19 febrero 2023

Un comentario poco afortunado

Julio Sánchez Mingo

 


Hace algunas semanas, alguien escribió un comentario anónimo yo creo que sin pies ni cabeza— sobre mi publicación Las chimeneas de Botín. Como me gusta polemizar, voy a contestarle.

Me tilda de injusto con los banqueros, cuando mi artículo no los critica, simplemente censura la degradación de un entorno a causa de la corrupción y la especulación, aspectos que deberían ser ajenos a una honrada actividad bancaria, como la que practicaba un pariente de mi madre, que pisaba, al menos una vez al mes, las mullidas alfombras de la planta noble del Banco Hispano Americano de la plaza de Canalejas. A lo mejor es que eran otros tiempos...

Sus líneas denotan odio. Un odio dirigido a la gente de pocos recursos. Aporofobia clara, meridiana. Los impuestos se inventaron no sólo para administrar la res publica, dar servicios a los ciudadanos y, algo lamentable, mantener a un exceso de chupópteros, sino también para paliar la desigualdad y que aquellos que tienen menos puedan disfrutar de una vida mínimamente digna y sobrellevar la dureza de su existencia con algo de alivio. Por ello no hace falta que ni los progres —saco en el que me incluye porque soy crítico con las carencias y la mala gestión de la administración pública española— ni nadie monte un banco benéfico ni nada por el estilo. Es más, si todo funcionara a la perfección, no serían necesarias ni siquiera las ONGs.

Creo que calificarme de resentido social es una ligereza y un desconocimiento de la realidad. ¿Por qué iba a serlo, cuando, por fortuna, mis ingresos de pensionista y mis ahorros me permiten vivir como quiero? Voy al teatro todos los sábados, vivo de forma austera, el lujo me parece un desperdicio, aunque me gusta lo bueno, eso sí, y no me importa pagar por ello un precio razonable. Si lo vale, claro. Y lo bueno incluye las cosas bonitas y cuidadas. Por esta razón reprocho el afeamiento de mi ciudad a manos de unos y el vandalismo de otros. No envidio en absoluto a los muy ricos, aunque sí me gustaría que no fueran tan codiciosos en tantas ocasiones, porque no todos lo son, y devolvieran directamente a la sociedad parte de lo que obtienen de ella. Es algo que hacemos algunos.
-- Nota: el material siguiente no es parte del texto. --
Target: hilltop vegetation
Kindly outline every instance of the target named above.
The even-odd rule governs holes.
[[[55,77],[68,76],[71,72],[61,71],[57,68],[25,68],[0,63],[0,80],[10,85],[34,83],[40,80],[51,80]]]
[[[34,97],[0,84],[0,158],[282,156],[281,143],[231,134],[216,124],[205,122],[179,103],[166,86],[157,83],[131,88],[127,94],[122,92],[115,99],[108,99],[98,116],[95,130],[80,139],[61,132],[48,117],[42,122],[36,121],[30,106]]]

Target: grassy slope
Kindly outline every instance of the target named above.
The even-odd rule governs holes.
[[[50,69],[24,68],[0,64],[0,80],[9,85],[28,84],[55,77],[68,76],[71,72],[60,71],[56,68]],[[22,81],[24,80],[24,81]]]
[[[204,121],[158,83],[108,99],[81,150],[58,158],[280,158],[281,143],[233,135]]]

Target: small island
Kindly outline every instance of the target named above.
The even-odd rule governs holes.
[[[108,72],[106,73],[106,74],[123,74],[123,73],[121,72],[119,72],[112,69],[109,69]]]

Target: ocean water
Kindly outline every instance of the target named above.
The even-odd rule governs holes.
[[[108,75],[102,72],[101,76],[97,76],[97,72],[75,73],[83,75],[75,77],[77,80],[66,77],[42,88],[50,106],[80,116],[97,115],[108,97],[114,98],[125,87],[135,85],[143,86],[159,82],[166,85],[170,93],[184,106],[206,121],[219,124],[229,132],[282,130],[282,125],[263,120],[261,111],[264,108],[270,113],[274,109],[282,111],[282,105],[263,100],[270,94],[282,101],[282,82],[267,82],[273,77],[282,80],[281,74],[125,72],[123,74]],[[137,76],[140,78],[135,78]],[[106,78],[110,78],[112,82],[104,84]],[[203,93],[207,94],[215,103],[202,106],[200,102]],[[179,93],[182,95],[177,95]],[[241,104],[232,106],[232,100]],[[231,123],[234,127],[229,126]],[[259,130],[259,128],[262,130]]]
La usura es, para los cristianos, un pecado capital y, en su interpretación más ortodoxa y medieval, el simple cobro de intereses. El capitalismo y el ejercicio bancario no serían viables sin réditos. La usura, en su consideración moderna y actual, es el interés excesivo en un préstamo. Hace siglos la Iglesia regulaba todos los aspectos de la vida personal y de la sociedad. Ahora, son los tribunales de justicia los que juzgan qué es usura y por ello condenan a ciertas entidades por embolsarse en la devolución de sus créditos cantidades desmesuradas.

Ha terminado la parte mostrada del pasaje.